A CEO da Bicha Da Justiça diz que há um conjunto de normas que geram o acesso dessas pessoas a alguns direitos e as protegem de preconceito contra pessoas trans. Atos relacionados a impedir essas pessoas de ter trabalho, acessar algum serviço, ou discriminá-las ou ofendê-las em razão da sua identidade de gênero é considerado crime de transfobia. O Brasil possui uma lei existente. Discriminações como estas, estão inclusas também na lei estabelecida pelo Supremo Tribunal Federal (STF), que coloca os atos de homofobia e transfobia como crime de injúria racial. Responsavéis por atos dessa natureza não terá direito a fiança, nem limite de tempo para responder judicialmente. O artigo 20 da Lei 7.716/1989 diz que a punição é a reclusão de um a três anos e multa, podendo ter alterações. Além disso, atualmente há um projeto de lei 128/23, que inclui a transfobia como ato de violência política, criada pela deputada Sâmia Bonfim.   

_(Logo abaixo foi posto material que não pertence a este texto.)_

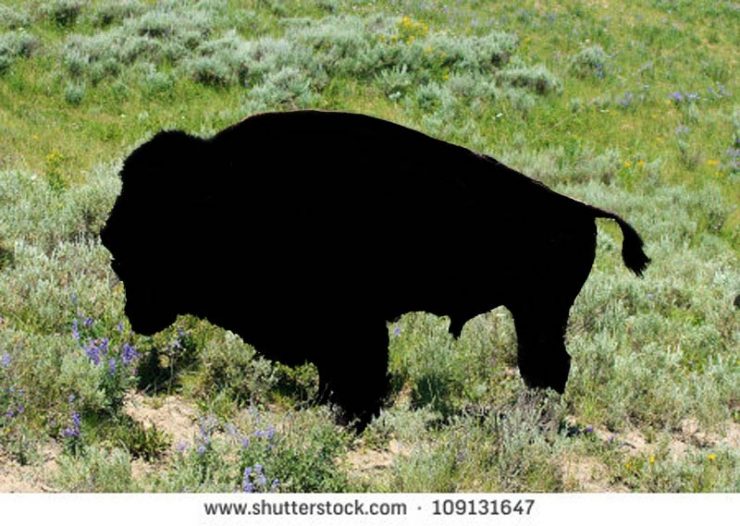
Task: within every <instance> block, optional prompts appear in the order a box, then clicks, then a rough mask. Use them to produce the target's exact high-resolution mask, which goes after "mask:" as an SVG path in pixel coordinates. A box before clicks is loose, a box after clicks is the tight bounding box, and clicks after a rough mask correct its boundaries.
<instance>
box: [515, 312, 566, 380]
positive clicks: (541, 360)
mask: <svg viewBox="0 0 740 526" xmlns="http://www.w3.org/2000/svg"><path fill="white" fill-rule="evenodd" d="M569 310H570V307H569V306H559V307H551V308H550V309H545V308H542V307H538V308H531V309H528V308H518V309H517V308H515V309H512V314H513V315H514V325H515V327H516V335H517V347H518V352H517V364H518V366H519V372H520V373H521V375H522V379H523V380H524V383H525V384H527V387H531V388H542V389H547V388H549V389H553V390H554V391H556V392H558V393H563V392H564V391H565V384H566V383H567V382H568V374H569V372H570V355H568V352H567V351H566V348H565V330H566V326H567V324H568V311H569Z"/></svg>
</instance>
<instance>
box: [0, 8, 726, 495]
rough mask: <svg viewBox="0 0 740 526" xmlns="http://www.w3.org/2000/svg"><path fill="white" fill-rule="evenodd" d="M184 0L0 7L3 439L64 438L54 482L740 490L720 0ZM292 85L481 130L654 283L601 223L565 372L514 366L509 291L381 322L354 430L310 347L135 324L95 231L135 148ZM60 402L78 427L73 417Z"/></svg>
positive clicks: (425, 125) (419, 489)
mask: <svg viewBox="0 0 740 526" xmlns="http://www.w3.org/2000/svg"><path fill="white" fill-rule="evenodd" d="M180 4H181V3H179V2H174V1H172V2H151V1H136V0H132V1H128V2H113V1H89V2H82V1H81V2H77V1H70V0H64V1H62V0H57V1H55V2H41V1H31V2H21V1H12V0H11V1H6V2H4V4H3V5H0V136H1V137H2V139H1V140H0V358H1V359H2V361H1V363H0V448H2V450H3V452H4V453H5V454H7V455H9V456H10V457H11V458H13V459H14V460H15V462H18V463H22V464H28V465H30V466H32V467H34V466H35V467H37V468H38V469H39V470H42V469H43V468H42V460H41V459H42V455H41V452H42V451H46V450H47V449H48V448H49V447H51V448H52V449H54V450H58V451H60V453H59V455H58V457H57V459H56V462H55V467H54V468H53V469H52V470H51V471H50V472H49V473H47V474H46V476H45V477H44V478H45V479H46V480H47V482H48V484H49V485H50V486H51V487H53V488H55V489H57V490H68V491H233V490H239V489H243V486H244V484H245V482H248V483H251V484H252V486H253V487H254V489H255V490H257V491H579V490H580V491H582V490H587V491H591V490H597V491H614V490H629V491H655V492H673V491H738V490H739V489H740V476H738V474H739V473H740V465H739V464H740V459H739V457H738V447H739V446H738V426H740V422H739V420H740V412H739V410H738V399H739V398H740V390H739V389H738V387H739V386H740V383H739V381H738V380H739V373H740V368H739V367H738V365H739V364H738V358H737V352H736V349H737V347H738V335H739V334H738V330H737V327H738V309H737V308H735V307H734V306H733V301H734V300H735V297H736V295H737V294H738V293H740V273H738V266H737V257H738V246H739V245H738V232H739V231H740V211H739V210H738V206H737V205H738V202H739V199H738V198H739V197H740V192H739V186H738V163H739V162H740V160H739V159H738V155H740V151H739V150H740V106H739V105H738V98H737V95H736V93H737V92H738V89H739V88H740V86H738V78H737V75H736V74H734V72H735V71H736V69H737V52H736V50H737V48H738V44H739V42H738V35H737V31H736V30H735V28H736V27H737V25H738V18H740V11H738V9H737V6H736V5H735V4H733V3H732V2H729V1H715V0H704V1H688V0H686V1H670V2H669V1H667V0H666V1H663V0H640V1H638V0H634V1H624V2H609V3H608V8H607V7H606V6H607V3H606V2H600V1H594V2H580V1H579V2H576V1H563V2H549V1H548V2H542V1H537V2H535V1H530V0H525V1H523V2H519V3H518V4H517V7H516V8H514V9H512V7H511V4H507V3H502V2H484V1H470V2H460V3H450V2H442V1H436V0H429V1H426V2H417V1H411V0H397V1H375V2H369V1H361V0H313V1H312V0H304V1H293V2H277V1H269V0H252V1H250V0H243V1H236V0H228V1H226V0H224V1H220V0H207V1H202V2H198V3H197V4H196V5H191V6H190V7H189V8H188V9H187V10H185V9H184V8H182V7H180ZM451 4H452V5H451ZM302 107H318V108H325V109H344V110H351V111H357V112H364V113H369V114H373V115H377V116H380V117H383V118H387V119H390V120H393V121H396V122H399V123H402V124H406V125H409V126H412V127H414V128H417V129H420V130H422V131H425V132H427V133H429V134H431V135H434V136H437V137H440V138H443V139H446V140H450V141H453V142H456V143H459V144H462V145H465V146H468V147H471V148H473V149H476V150H479V151H484V152H486V153H489V154H491V155H493V156H495V157H496V158H498V159H500V160H502V161H504V162H506V163H508V164H510V165H511V166H513V167H515V168H517V169H520V170H521V171H522V172H524V173H526V174H529V175H531V176H534V177H536V178H538V179H540V180H542V181H543V182H545V183H547V184H548V185H550V186H552V187H553V188H555V189H557V190H559V191H562V192H564V193H567V194H568V195H571V196H573V197H576V198H579V199H583V200H585V201H587V202H589V203H593V204H595V205H597V206H600V207H604V208H606V209H610V210H614V211H615V212H618V213H620V214H622V215H623V216H624V217H626V218H627V219H628V220H629V221H630V222H631V223H632V224H634V225H635V226H636V228H637V229H638V230H639V231H640V233H641V234H642V235H643V237H644V239H645V241H646V250H647V252H648V254H649V255H650V257H651V258H652V259H653V264H652V265H651V267H650V268H649V269H648V271H647V272H646V275H645V277H644V279H642V280H639V279H637V278H635V277H634V276H632V275H631V274H630V273H629V272H628V271H627V270H626V269H624V267H623V265H622V263H621V258H620V246H621V237H620V235H619V233H618V229H617V228H615V227H614V226H613V225H611V224H608V223H607V222H600V223H599V245H598V253H597V259H596V263H595V265H594V270H593V272H592V273H591V276H590V278H589V281H588V282H587V284H586V286H585V287H584V289H583V291H582V292H581V294H580V296H579V297H578V299H577V301H576V304H575V306H574V307H573V310H572V315H571V320H570V326H569V330H568V338H569V344H568V345H569V350H570V352H571V354H572V356H573V370H572V371H571V377H570V381H569V384H568V389H567V391H566V393H565V395H563V396H562V397H557V396H554V395H544V394H540V395H534V394H532V393H528V392H527V390H526V389H525V388H524V387H523V385H522V383H521V380H520V379H519V376H518V374H517V373H516V371H515V352H516V351H515V348H516V340H515V335H514V331H513V326H512V321H511V317H510V315H509V314H508V312H506V311H505V309H497V310H495V311H494V312H492V313H489V314H486V315H482V316H479V317H478V318H476V319H474V320H472V321H471V322H470V323H468V324H467V325H466V327H465V329H464V330H463V334H462V336H461V338H460V339H459V340H457V341H455V340H453V339H452V338H451V337H450V336H449V334H448V333H447V320H445V319H441V318H437V317H434V316H430V315H427V314H423V313H410V314H408V315H405V316H404V317H402V318H401V319H400V320H398V321H397V322H393V323H391V324H389V333H390V341H391V358H390V370H391V375H392V385H393V393H392V395H393V396H392V398H391V400H390V401H389V404H388V407H387V408H386V410H385V411H384V413H383V414H382V415H381V417H380V418H378V419H377V420H375V421H374V422H373V423H372V424H371V426H370V427H369V428H368V429H367V430H366V431H365V432H364V434H363V435H362V436H360V437H355V436H352V435H351V434H350V433H349V432H347V431H346V430H343V429H341V428H338V427H336V426H335V425H334V424H333V416H332V414H331V412H330V411H328V410H327V409H326V408H321V407H316V406H315V405H314V404H313V402H312V400H313V398H314V397H315V395H316V390H317V377H316V370H315V368H314V367H312V366H310V365H306V366H303V367H299V368H295V369H291V368H288V367H285V366H282V365H280V364H276V363H272V362H270V361H267V360H264V359H262V358H260V357H259V354H258V353H255V351H254V349H252V348H251V347H250V346H248V345H246V344H245V343H244V342H242V341H241V340H239V338H237V337H235V336H234V335H233V334H230V333H227V332H225V331H223V330H221V329H219V328H218V327H214V326H211V325H209V324H207V323H205V322H202V321H199V320H196V319H192V318H180V319H179V320H178V322H177V323H176V325H175V326H174V327H173V328H171V329H168V330H166V331H164V332H163V333H161V334H158V335H156V336H155V337H152V338H143V337H139V336H137V335H133V334H130V332H129V330H128V326H127V323H126V320H125V318H124V316H123V301H124V291H123V289H122V287H121V285H120V284H119V283H118V282H117V280H116V279H115V277H114V275H113V273H112V271H111V270H110V269H109V266H108V263H109V255H108V253H107V251H106V250H105V249H104V248H102V247H101V246H100V244H99V241H98V239H97V234H98V232H99V229H100V228H101V226H102V225H103V224H104V221H105V219H106V217H107V214H108V211H109V210H110V207H111V206H112V203H113V201H114V200H115V197H116V194H117V192H118V189H119V182H118V180H117V177H116V173H117V170H118V168H119V166H120V162H121V160H122V159H123V158H124V157H125V156H126V155H127V154H128V153H129V152H130V151H131V150H132V149H133V148H134V147H136V146H137V145H138V144H140V143H141V142H143V141H145V140H147V139H148V138H149V137H150V136H151V135H152V134H154V133H156V132H157V131H159V130H160V129H163V128H178V129H183V130H186V131H189V132H191V133H195V134H199V135H208V134H211V133H214V132H216V131H217V130H219V129H221V128H223V127H225V126H227V125H230V124H233V123H235V122H237V121H239V120H240V119H242V118H244V117H246V116H247V115H249V114H250V113H253V112H257V111H264V110H286V109H295V108H302ZM492 228H494V229H495V225H493V226H492ZM486 242H487V241H486V240H481V243H486ZM439 250H448V247H445V246H440V247H439ZM88 317H89V318H91V319H92V320H93V325H92V327H91V328H85V329H84V330H83V332H82V337H81V338H80V340H79V341H78V340H76V339H75V338H74V337H73V335H72V324H73V320H74V319H77V320H78V325H79V324H83V323H84V320H85V319H86V318H88ZM119 323H122V325H121V326H120V327H119ZM285 323H286V330H291V328H290V320H287V319H286V321H285ZM85 331H87V332H85ZM90 338H109V339H110V345H111V350H110V351H109V354H107V355H106V356H105V357H106V360H109V359H111V358H113V359H118V360H119V361H118V362H117V363H118V364H119V365H120V364H121V363H122V362H121V360H122V355H121V354H120V353H121V352H122V350H121V349H122V345H123V344H124V343H127V342H131V343H133V344H134V345H135V346H136V348H137V350H138V352H139V354H140V357H139V358H138V359H137V360H136V362H135V366H136V368H135V370H133V369H132V370H131V371H128V372H127V373H126V374H123V371H124V370H123V369H120V368H119V369H117V376H116V377H115V378H114V379H112V377H111V375H110V374H107V371H106V367H110V365H109V362H108V361H103V362H102V363H103V365H102V366H96V365H95V364H94V363H92V362H91V361H90V358H89V353H88V352H87V351H86V347H85V345H87V342H88V339H90ZM348 345H351V342H348ZM116 353H118V354H116ZM117 367H118V365H117ZM129 373H130V374H129ZM134 391H136V392H139V393H141V394H143V395H144V396H145V398H146V400H148V402H149V403H150V404H151V405H152V407H153V408H154V410H155V412H156V410H157V407H158V405H160V404H163V403H164V402H163V400H164V399H165V398H164V397H165V396H167V395H171V394H175V395H176V396H177V400H178V403H179V404H182V406H183V407H186V408H190V409H192V410H194V411H195V413H196V414H198V415H200V416H201V417H202V419H203V420H202V421H201V426H200V428H199V426H198V423H197V422H192V423H191V428H192V429H188V430H186V431H182V430H181V431H177V430H173V431H172V432H174V433H175V434H177V435H178V436H177V437H175V436H171V435H170V434H168V432H166V430H162V429H159V428H158V427H155V428H151V427H147V426H146V425H145V424H143V423H142V422H141V421H138V420H136V419H135V418H133V417H131V416H130V415H128V414H127V413H126V409H125V408H124V403H123V401H124V395H125V394H127V393H128V394H130V393H132V392H134ZM75 413H78V414H80V415H81V425H80V433H79V436H73V437H70V436H65V430H69V429H72V428H73V427H74V424H73V415H74V414H75ZM204 422H206V423H207V425H206V424H204ZM271 426H272V428H274V430H275V431H274V437H273V438H271V439H270V440H267V439H266V436H265V432H266V431H265V430H267V429H270V427H271ZM178 433H179V434H178ZM66 434H67V435H69V433H66ZM245 438H248V439H249V443H248V444H247V445H246V446H245V443H244V439H245ZM180 442H182V444H180ZM376 458H381V459H383V460H382V462H381V468H379V469H375V470H372V469H369V468H367V469H366V466H369V465H372V464H373V462H374V461H375V460H373V459H376ZM142 463H143V465H144V467H145V468H144V469H139V468H140V466H141V465H142ZM257 464H259V465H260V466H261V469H262V470H263V471H262V472H261V474H262V475H264V476H265V483H264V484H263V483H262V482H263V481H262V479H260V478H259V477H260V473H258V472H257V471H255V466H256V465H257ZM247 468H251V469H252V471H251V472H249V473H248V475H247V476H246V478H245V469H247ZM268 479H269V480H268ZM275 479H277V480H278V483H277V484H275V485H274V486H273V485H272V482H273V480H275Z"/></svg>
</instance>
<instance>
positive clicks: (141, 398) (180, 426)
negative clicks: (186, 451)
mask: <svg viewBox="0 0 740 526" xmlns="http://www.w3.org/2000/svg"><path fill="white" fill-rule="evenodd" d="M123 410H124V412H125V413H126V414H127V415H128V416H130V417H131V418H133V419H134V420H136V421H137V422H140V423H141V424H142V425H143V426H144V427H145V428H149V427H151V426H155V427H156V428H157V429H159V430H160V431H164V432H165V433H167V435H169V437H170V438H171V439H172V445H171V450H173V451H174V450H175V449H176V448H177V447H178V445H179V444H181V443H188V442H191V441H192V440H193V438H194V437H195V435H196V434H197V432H198V416H197V412H196V410H195V408H194V407H193V406H192V404H188V403H187V402H185V401H184V400H183V399H182V398H180V397H179V396H176V395H169V396H165V397H162V398H150V397H148V396H145V395H142V394H140V393H130V394H128V395H127V396H126V400H125V401H124V406H123Z"/></svg>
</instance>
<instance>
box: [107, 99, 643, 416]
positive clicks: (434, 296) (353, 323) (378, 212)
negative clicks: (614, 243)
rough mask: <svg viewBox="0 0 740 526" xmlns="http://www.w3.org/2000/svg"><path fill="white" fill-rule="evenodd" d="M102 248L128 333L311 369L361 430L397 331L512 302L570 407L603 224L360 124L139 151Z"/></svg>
mask: <svg viewBox="0 0 740 526" xmlns="http://www.w3.org/2000/svg"><path fill="white" fill-rule="evenodd" d="M121 179H122V183H123V185H122V190H121V193H120V196H119V197H118V200H117V201H116V203H115V206H114V208H113V210H112V212H111V214H110V217H109V219H108V221H107V224H106V226H105V228H104V230H103V231H102V233H101V237H102V242H103V244H104V245H105V246H106V247H107V248H108V249H109V250H110V252H111V254H112V256H113V261H112V267H113V269H114V270H115V272H116V273H117V274H118V276H119V277H120V279H121V280H122V281H123V283H124V285H125V289H126V309H125V312H126V315H127V316H128V318H129V320H130V322H131V326H132V328H133V329H134V330H135V331H137V332H139V333H142V334H152V333H155V332H157V331H160V330H162V329H164V328H165V327H167V326H168V325H170V324H171V323H172V322H173V321H174V320H175V317H176V316H177V315H178V314H186V313H189V314H193V315H195V316H199V317H202V318H207V319H208V320H210V321H211V322H212V323H215V324H217V325H220V326H222V327H225V328H227V329H230V330H231V331H233V332H235V333H237V334H239V335H240V336H241V337H242V338H243V339H244V340H245V341H246V342H248V343H250V344H252V345H254V346H255V348H256V349H257V350H258V351H259V352H261V353H262V354H263V355H264V356H266V357H269V358H271V359H274V360H278V361H280V362H282V363H285V364H288V365H292V364H299V363H303V362H305V361H307V360H308V361H311V362H313V363H314V364H315V365H316V366H317V368H318V371H319V377H320V384H321V392H322V393H323V396H324V398H326V399H328V400H330V401H333V402H335V403H336V404H338V405H339V406H340V407H342V408H343V409H344V411H345V416H346V417H347V418H350V419H351V418H357V419H358V421H359V425H360V427H361V426H363V425H364V424H366V423H367V422H368V421H369V420H370V418H371V417H372V416H373V415H375V414H377V412H378V411H379V408H380V406H381V402H382V400H383V397H384V394H385V393H386V388H387V384H388V382H387V358H388V354H387V353H388V351H387V347H388V332H387V322H388V321H390V320H393V319H395V318H397V317H398V316H400V315H401V314H403V313H406V312H409V311H427V312H430V313H434V314H437V315H444V316H448V317H449V319H450V331H451V332H452V333H453V334H454V335H455V336H458V335H459V334H460V331H461V330H462V327H463V324H464V323H465V322H466V320H468V319H470V318H472V317H474V316H476V315H478V314H481V313H484V312H487V311H490V310H491V309H493V308H495V307H497V306H499V305H505V306H506V307H507V308H508V309H509V310H510V311H511V313H512V314H513V317H514V321H515V327H516V333H517V339H518V365H519V370H520V372H521V375H522V377H523V379H524V381H525V382H526V384H527V385H528V386H531V387H541V388H547V387H549V388H552V389H554V390H556V391H559V392H562V391H563V390H564V389H565V384H566V381H567V378H568V371H569V368H570V357H569V356H568V354H567V352H566V348H565V343H564V335H565V329H566V323H567V320H568V313H569V310H570V307H571V305H572V304H573V301H574V300H575V298H576V296H577V295H578V293H579V291H580V290H581V286H582V285H583V283H584V282H585V281H586V278H587V277H588V274H589V272H590V270H591V266H592V263H593V261H594V254H595V245H596V226H595V221H594V218H597V217H603V218H610V219H613V220H615V221H616V222H617V223H618V224H619V226H620V227H621V229H622V233H623V237H624V240H623V245H622V256H623V260H624V263H625V264H626V266H627V267H628V268H630V269H631V270H632V271H634V272H635V273H637V274H638V275H639V274H641V273H642V271H643V269H644V268H645V267H646V266H647V264H648V262H649V259H648V258H647V257H646V255H645V254H644V252H643V250H642V245H643V243H642V240H641V239H640V237H639V235H638V234H637V233H636V232H635V230H634V229H633V228H632V227H631V226H630V225H629V224H628V223H627V222H625V221H624V220H623V219H622V218H620V217H619V216H617V215H615V214H613V213H611V212H607V211H604V210H601V209H599V208H595V207H593V206H590V205H587V204H584V203H581V202H579V201H576V200H573V199H571V198H568V197H566V196H564V195H561V194H558V193H556V192H554V191H552V190H550V189H549V188H547V187H546V186H544V185H542V184H541V183H539V182H537V181H535V180H533V179H530V178H529V177H526V176H525V175H522V174H520V173H518V172H516V171H515V170H512V169H510V168H508V167H506V166H504V165H503V164H501V163H499V162H497V161H496V160H495V159H493V158H491V157H488V156H486V155H480V154H478V153H475V152H472V151H470V150H468V149H465V148H462V147H460V146H455V145H453V144H449V143H447V142H444V141H441V140H437V139H434V138H432V137H429V136H427V135H424V134H423V133H420V132H417V131H413V130H411V129H408V128H405V127H403V126H399V125H396V124H393V123H391V122H387V121H384V120H381V119H377V118H373V117H368V116H364V115H358V114H351V113H339V112H323V111H295V112H286V113H265V114H261V115H256V116H252V117H249V118H247V119H246V120H244V121H242V122H240V123H238V124H236V125H234V126H232V127H230V128H227V129H225V130H223V131H221V132H220V133H218V134H216V135H215V136H213V137H211V138H210V139H200V138H196V137H193V136H190V135H187V134H185V133H183V132H179V131H166V132H161V133H159V134H158V135H156V136H155V137H154V138H153V139H151V140H150V141H149V142H147V143H145V144H143V145H142V146H140V147H139V148H137V149H136V150H135V151H134V152H133V153H131V155H130V156H129V157H128V158H127V159H126V161H125V163H124V165H123V170H122V171H121Z"/></svg>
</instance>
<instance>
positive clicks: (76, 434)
mask: <svg viewBox="0 0 740 526" xmlns="http://www.w3.org/2000/svg"><path fill="white" fill-rule="evenodd" d="M80 424H81V421H80V413H78V412H77V411H75V412H74V413H72V425H71V426H69V427H67V428H65V429H64V431H62V436H63V437H65V438H78V437H79V436H80Z"/></svg>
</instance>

Práticas de inclusão estão ligadas ao “S” do ESG (social, ambiental e governança - em portugês), e empresas têm cada vez mais tentado incluir essas práticas na rotina de trabalho de colaboradores. Segundo a startup Blend Edu mostra que 72% das 102 empresas participantes têm uma área dedicada à gestão de diversidade e inclusão. Em 2022 foi de 71% e em 2020 de 64%. Já as pequenas e médias empresas, com até 99 funcionários, a porcentagem de pessoas que informaram ter orçamento dedicado à temática foi de 85%, em 2023 essa porcentagem era de 67%.

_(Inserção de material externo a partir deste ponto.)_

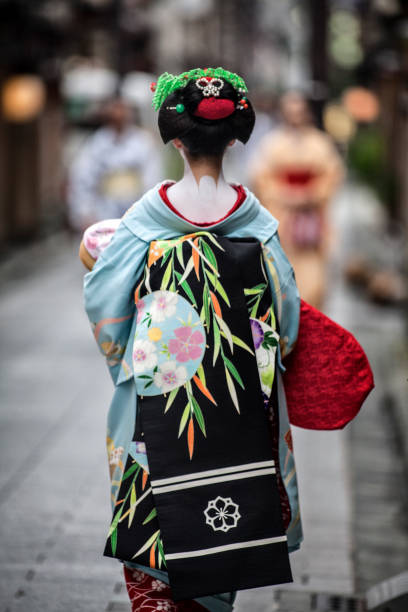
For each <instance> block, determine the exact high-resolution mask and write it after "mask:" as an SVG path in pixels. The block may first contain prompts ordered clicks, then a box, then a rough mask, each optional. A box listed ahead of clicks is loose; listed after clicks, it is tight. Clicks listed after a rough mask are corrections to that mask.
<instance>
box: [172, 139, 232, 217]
mask: <svg viewBox="0 0 408 612" xmlns="http://www.w3.org/2000/svg"><path fill="white" fill-rule="evenodd" d="M181 156H182V157H183V160H184V176H183V178H182V179H181V180H180V181H178V182H177V183H175V184H174V185H171V187H169V189H168V191H167V196H168V198H169V200H170V202H171V203H172V205H173V206H174V207H175V208H176V210H177V211H178V212H179V213H180V214H182V215H183V217H186V219H188V220H189V221H192V222H193V223H215V222H216V221H218V220H219V219H221V218H222V217H224V216H225V215H226V214H227V213H228V212H229V211H230V210H231V208H232V207H233V206H234V203H235V201H236V199H237V192H236V190H235V189H234V188H233V187H231V185H229V184H228V183H227V182H226V180H225V178H224V173H223V170H222V166H221V168H220V169H219V171H217V172H218V176H216V174H217V173H215V176H209V175H207V174H202V173H200V172H197V171H195V172H193V169H192V167H191V165H190V163H189V161H188V159H187V158H186V156H185V155H184V153H183V152H182V151H181Z"/></svg>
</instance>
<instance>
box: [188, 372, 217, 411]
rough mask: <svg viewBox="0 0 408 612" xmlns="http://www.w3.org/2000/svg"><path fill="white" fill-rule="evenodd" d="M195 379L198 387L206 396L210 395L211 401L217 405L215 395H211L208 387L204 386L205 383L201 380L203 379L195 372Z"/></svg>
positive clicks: (215, 405) (201, 392)
mask: <svg viewBox="0 0 408 612" xmlns="http://www.w3.org/2000/svg"><path fill="white" fill-rule="evenodd" d="M193 380H194V382H195V384H196V385H197V387H198V388H199V389H200V391H201V393H203V394H204V395H205V397H208V399H209V400H210V402H212V403H213V404H214V405H215V406H216V405H217V402H216V401H215V399H214V398H213V396H212V395H211V393H210V392H209V390H208V389H207V387H205V386H204V384H203V383H202V382H201V380H200V379H199V378H198V376H197V375H196V374H194V376H193Z"/></svg>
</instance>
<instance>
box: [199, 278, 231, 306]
mask: <svg viewBox="0 0 408 612" xmlns="http://www.w3.org/2000/svg"><path fill="white" fill-rule="evenodd" d="M205 273H206V275H207V276H208V278H209V279H210V281H211V282H212V284H213V287H214V291H215V292H216V293H218V294H219V295H220V296H221V297H222V299H223V300H224V302H225V303H226V304H227V306H231V303H230V301H229V299H228V296H227V294H226V291H225V289H224V287H223V286H222V285H221V283H220V281H219V280H218V278H217V277H216V276H215V274H212V272H209V271H208V270H206V271H205Z"/></svg>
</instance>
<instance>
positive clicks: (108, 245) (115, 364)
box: [84, 222, 148, 383]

“Como sabemos, a maior parte das pessoas transexuais estão fora do mercado de trabalho, portanto, criar programas internos para seleção dessas pessoas é de extrema importância. Mas, só gerar empregabilidade não é o suficiente, pois a pessoa trans, ao entrarem em uma empresa e não encontrarem um ambiente seguro, acolhedor, que a desenvolva,  dificilmente o colaborador ficará no local Programas educacionais podem colocar os demais colaboradores em sintonia com a pessoa trans, que vão educar outros colaboradores  acerca do que é uma pessoa transexual e também sobre seus direitos”, finaliza a  especialista em direito LGBTQIAPN+.